Version 0.9.8

There were several notable changes to the files in Version 0.9.8. First, we now use the raw CPS March data as the sole source of our extract starting in 2014. We still use Unicon’s extract as the underlying source for our extract from 1980-2013.

In addition, the 2014 March CPS included redesigned health insurance and income questions. All of the addresses received the redesigned health insurance questions. However, the income questions were fielded using a split panel design, where 5/8ths of the sample (approximately 68,000 addresses) were given the same income questions as the previous year, while 3/8ths (approximately 30,000 addresses) were part of the “Research File” and were given redesigned income questions. Those who were asked the redesigned income questions gave responses that were significantly different from those who were given the original questions. Therefore, the Census Bureau urges researchers not to combine the two files.

We provide the files separately here. There is a regular CPS March 2014 file (cps_march_2014.zip) that is based on the 5/8ths sample with original income questions– this is what the Census Bureau has used for their normal publications on income and poverty. We also have available the 3/8ths or Research File (cepr_march_2014_research.zip) that has the redesigned income questions.

We recommend that you use the 5/8ths sample with original income questions for your publications.

For more on these changes, and the Census Bureau’s recommendations on how to handle the data, please see here.

Variable Names

Our Stata programs are the major source for information on our extracts. For the March CPS, the programs can be found here. Our Stata code show the changes we made to the original raw March CPS variables in order to create our extract.

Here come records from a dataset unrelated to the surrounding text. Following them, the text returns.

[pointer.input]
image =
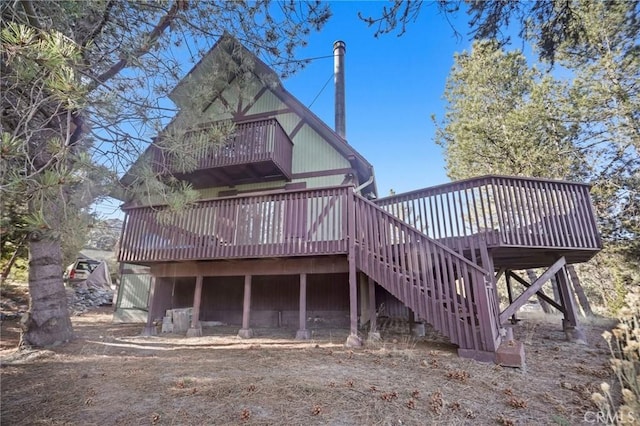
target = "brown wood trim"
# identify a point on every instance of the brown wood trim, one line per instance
(296, 129)
(265, 115)
(253, 101)
(320, 173)
(142, 271)
(228, 193)
(226, 268)
(287, 187)
(295, 185)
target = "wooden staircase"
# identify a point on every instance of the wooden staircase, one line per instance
(452, 293)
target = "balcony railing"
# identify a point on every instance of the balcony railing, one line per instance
(506, 211)
(255, 150)
(294, 223)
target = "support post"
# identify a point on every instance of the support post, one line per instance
(195, 330)
(543, 303)
(245, 332)
(507, 277)
(373, 324)
(570, 321)
(582, 297)
(150, 328)
(303, 333)
(353, 340)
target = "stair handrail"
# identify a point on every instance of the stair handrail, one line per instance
(438, 244)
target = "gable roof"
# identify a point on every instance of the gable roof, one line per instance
(227, 43)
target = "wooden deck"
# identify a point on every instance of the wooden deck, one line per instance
(525, 222)
(257, 151)
(434, 249)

How to Uniquely Identify Households

Within a single file, the best way to uniquely identify households is to use the hhseq variable.

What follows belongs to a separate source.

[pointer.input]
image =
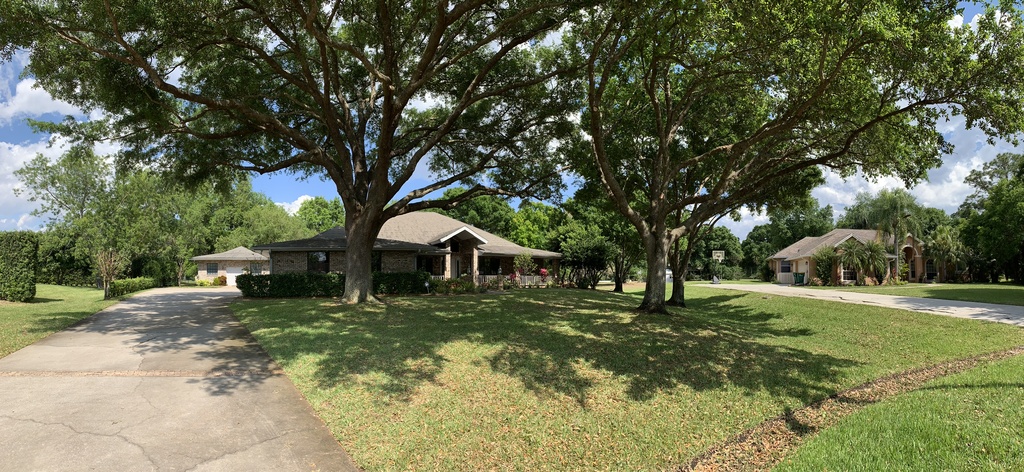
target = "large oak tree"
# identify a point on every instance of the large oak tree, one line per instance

Here’s an explanation from Unicon Research Corporation (which provides the underlying source of our extract from 1980-2013) – “Beginning in 1994 through the current year, there is a problem with duplicate HHIDs for different household units. The problem is particularly severe starting with the SCHIP-expanded sample in 2001 (the 2001s data)… When identifying a household within a file, the variable hhseq should be used. This variable appears to have no problem with duplicate values. However, when matching records across files [if you’re trying to track the same household in multiple years], it is necessary to use HHID. Adding geographic variables to the sort (state, county) may aid in uniquely identifying household units. When that is not enough, we suggest that household units be identified using both hhid and hhseq, then use demographic variables (sex, age, race) to match up individuals within the household, thus insuring that the proper hhid/hhseq units are matched across years.”

While there are duplicate hhids for different households, if you look at hhseq by year, there will no longer be any duplicates.